Transcription/HTML Markup: Brian Reid
Public Domain: Marxists Internet Archive (marxists.org) 2006. You can freely copy, distribute, display and perform this work; as well as make derivative and commercial works. Please credit the Marxists Internet Archive as your source.
BARELY five years ago I heard Gorky addressing the All-Union Congress of Soviet Writers. He was dean of Soviet letters in more than one sense. He had written numerous novels, stories, sketches and plays that occupied first place in world literature as works of art. He had inaugurated and helped develop the literature of the workers, proletarian literature springing from the factories and shops. He had guided the talent of numerous young writers who found in him a teacher, a counsellor, an inspirer. He had written great, eloquent tracts against world reaction and fascism that made a profound impression not only in the Soviet Union, but in many other countries. He had initiated and encouraged the publication of collective works springing from the very depth of the working people, among them the now famous History of the Factories and Plants in which the workers themselves became historians of a past so close to their heart. He had been the editor of almanacs and series of novels and other publications. He had written scores and scores of letters of advice to collective farms and youth organizations, to Red Army units and labor unions, to writers’ groups and village teachers. He had led a colorful and fruitful and profound life - as broad as the Revolution which changed as by magic one-sixth of the surface of the earth.
There he stood, a man rich with achievement beyond anything a writer could wish for himself. Yet he looked neither aged in spite of his sixty-six years, nor conscious of his greatness. He was just a man who had to carry through a piece of work. He was the chairman of that gathering of the best there was in the writing community of the U.S.S.R. He had to put that Congress on the level it deserved as the greatest convention of those whom Stalin called “the engineers of the human soul,” whose work is of a nature that it molds the minds of scores of millions in a country where socialism is the order of the day.
He looked neither old nor tired in spite of a sickness that plagued him for the better part of forty years, nor “dictatorial,” as some foreign enemies described him in their malice. He was a man of creative intelligence, a man of ideas, a man shot through with the passion of thinking that was called to change the face of life.
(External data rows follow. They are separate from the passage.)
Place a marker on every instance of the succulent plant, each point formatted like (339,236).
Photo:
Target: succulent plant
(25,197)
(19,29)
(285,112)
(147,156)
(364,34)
There was another side to that Congress, and to Gorky, which made the occasion particularly thrilling to me as a Jewish writer. The man Gorky had aided the development of the literatures of national minorities in old Russia: the Ukrainians, the Georgians, the White Russians, the Jews. After the Revolution he had devoted a large part of his activities to encouraging the growth of literatures other than Russian in the U.S.S.R. Standing on that platform of the All-Union Congress, at which were gathered not only the Russian writers but the writers of all the other republics and regions and languages in the country, he said:
“I find it necessary to point out that the Soviet literature is not only the literature of the Russian language; this is an all-Union literature. The literatures of the brother republics, being different from us in language only, live and work in the light and under the beneficent influence of the same idea.”
Gorky had a great admiration for Jewish literature. In the magazine Screen for 1938, memoirs were printed about Gorky’s relation to Jewish writers.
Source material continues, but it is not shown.